Hetman Stanisław Żółkiewski made a triumphal entry into Kraków near the Royal Palace, leading his prisoners: the Russian tsar Vasili IV Shuysky; Dmitry Shuysky and his wife, Yekaterina Grigoryevna, daughter of Grigory Malyuta Skuratov; Ivan Shuysky; Mikhail Shein; and Filaret, the non-canonical patriarch of Moscow and all Russia.
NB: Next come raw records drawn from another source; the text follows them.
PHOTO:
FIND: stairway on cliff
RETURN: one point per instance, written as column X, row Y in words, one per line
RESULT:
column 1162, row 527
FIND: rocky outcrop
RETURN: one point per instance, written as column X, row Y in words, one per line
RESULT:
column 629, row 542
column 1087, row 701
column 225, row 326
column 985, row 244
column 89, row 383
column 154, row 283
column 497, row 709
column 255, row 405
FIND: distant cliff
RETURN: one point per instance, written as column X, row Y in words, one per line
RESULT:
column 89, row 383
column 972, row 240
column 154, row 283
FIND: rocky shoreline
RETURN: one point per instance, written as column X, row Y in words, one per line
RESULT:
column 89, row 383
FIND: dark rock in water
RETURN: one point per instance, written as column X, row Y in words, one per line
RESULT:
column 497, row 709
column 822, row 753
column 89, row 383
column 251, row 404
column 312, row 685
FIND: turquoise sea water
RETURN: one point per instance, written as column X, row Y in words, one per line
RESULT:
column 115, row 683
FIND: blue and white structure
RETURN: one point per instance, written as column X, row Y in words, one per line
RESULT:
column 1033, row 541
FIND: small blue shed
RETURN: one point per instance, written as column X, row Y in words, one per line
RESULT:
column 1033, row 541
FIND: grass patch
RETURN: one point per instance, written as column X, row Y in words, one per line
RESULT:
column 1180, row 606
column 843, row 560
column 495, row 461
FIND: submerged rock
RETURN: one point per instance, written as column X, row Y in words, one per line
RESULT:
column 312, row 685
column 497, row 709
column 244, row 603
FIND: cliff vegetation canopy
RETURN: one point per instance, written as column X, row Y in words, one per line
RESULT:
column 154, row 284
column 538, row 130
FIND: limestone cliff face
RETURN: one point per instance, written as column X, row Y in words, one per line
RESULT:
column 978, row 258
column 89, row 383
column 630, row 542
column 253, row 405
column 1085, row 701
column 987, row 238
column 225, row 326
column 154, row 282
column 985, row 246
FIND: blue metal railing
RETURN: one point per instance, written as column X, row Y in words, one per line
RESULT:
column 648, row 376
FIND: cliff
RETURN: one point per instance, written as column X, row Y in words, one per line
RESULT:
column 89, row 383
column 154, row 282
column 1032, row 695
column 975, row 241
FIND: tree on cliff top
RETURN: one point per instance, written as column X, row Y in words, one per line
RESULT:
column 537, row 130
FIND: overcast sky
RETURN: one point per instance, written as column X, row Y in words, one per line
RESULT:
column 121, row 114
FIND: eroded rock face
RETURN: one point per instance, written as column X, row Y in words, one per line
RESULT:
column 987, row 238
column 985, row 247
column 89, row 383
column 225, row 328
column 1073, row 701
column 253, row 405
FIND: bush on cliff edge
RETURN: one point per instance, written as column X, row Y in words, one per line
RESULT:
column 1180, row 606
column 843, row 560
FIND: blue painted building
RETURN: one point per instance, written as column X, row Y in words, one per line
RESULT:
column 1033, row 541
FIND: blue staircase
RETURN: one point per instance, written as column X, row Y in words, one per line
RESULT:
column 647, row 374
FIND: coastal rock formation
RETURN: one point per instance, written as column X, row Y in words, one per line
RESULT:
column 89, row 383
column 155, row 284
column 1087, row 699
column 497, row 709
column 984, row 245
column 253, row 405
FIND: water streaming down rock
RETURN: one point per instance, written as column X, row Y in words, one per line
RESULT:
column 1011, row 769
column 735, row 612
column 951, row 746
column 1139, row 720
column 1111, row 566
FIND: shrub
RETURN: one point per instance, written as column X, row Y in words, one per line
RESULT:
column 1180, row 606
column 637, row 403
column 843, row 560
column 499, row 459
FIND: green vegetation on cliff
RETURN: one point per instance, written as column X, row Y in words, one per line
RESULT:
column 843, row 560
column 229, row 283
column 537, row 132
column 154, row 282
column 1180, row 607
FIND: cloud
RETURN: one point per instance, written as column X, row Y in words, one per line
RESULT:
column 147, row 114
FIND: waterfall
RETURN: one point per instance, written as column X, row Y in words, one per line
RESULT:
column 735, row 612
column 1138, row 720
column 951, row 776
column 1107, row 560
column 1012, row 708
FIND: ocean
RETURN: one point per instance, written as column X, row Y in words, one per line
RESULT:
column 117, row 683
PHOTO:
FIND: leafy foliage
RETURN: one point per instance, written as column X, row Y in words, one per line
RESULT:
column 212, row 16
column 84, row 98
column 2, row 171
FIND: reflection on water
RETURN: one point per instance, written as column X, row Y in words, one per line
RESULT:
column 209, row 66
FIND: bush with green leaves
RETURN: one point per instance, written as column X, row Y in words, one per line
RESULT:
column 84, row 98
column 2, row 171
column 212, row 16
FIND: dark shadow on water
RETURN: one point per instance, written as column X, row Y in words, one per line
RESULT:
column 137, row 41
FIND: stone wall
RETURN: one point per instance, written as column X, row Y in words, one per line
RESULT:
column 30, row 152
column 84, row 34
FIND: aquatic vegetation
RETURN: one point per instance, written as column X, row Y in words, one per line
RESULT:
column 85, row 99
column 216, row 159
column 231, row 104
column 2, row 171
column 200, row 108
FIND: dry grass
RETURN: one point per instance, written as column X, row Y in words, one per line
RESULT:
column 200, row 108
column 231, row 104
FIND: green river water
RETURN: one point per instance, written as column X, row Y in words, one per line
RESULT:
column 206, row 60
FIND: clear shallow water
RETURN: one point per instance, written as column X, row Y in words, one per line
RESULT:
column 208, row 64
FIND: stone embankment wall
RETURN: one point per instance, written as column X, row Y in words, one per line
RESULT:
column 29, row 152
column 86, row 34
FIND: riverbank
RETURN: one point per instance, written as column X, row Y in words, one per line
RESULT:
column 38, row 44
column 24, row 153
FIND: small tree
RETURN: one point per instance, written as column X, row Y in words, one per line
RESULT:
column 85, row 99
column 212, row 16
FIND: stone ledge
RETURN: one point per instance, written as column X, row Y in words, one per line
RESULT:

After early Commonwealth victories, such as in the Battle of Klushino, which culminated in Polish forces entering Moscow in 1610, Sigismund's son, Prince Władysław of Poland, was briefly elected tsar. However, soon afterwards, Sigismund decided to seize the Russian throne for himself. This alienated the pro-Polish supporters among the boyars, who could accept the moderate Władysław, but not the pro-Catholic and anti-Eastern Orthodox Sigismund. Subsequently, the pro-Polish Russian faction disappeared, and the war resumed in 1611, with the Poles being ousted from Moscow in 1612 but capturing the important city of Smolensk. However, due to internal troubles in both the Commonwealth and Russia, little military action occurred between 1612 and 1617, when Sigismund made one final and failed attempt to conquer Russia. The war finally ended in 1618 with the Truce of Deulino, which granted the Commonwealth certain territorial concessions, but not control over Russia, which thus emerged from the war with its independence unscathed.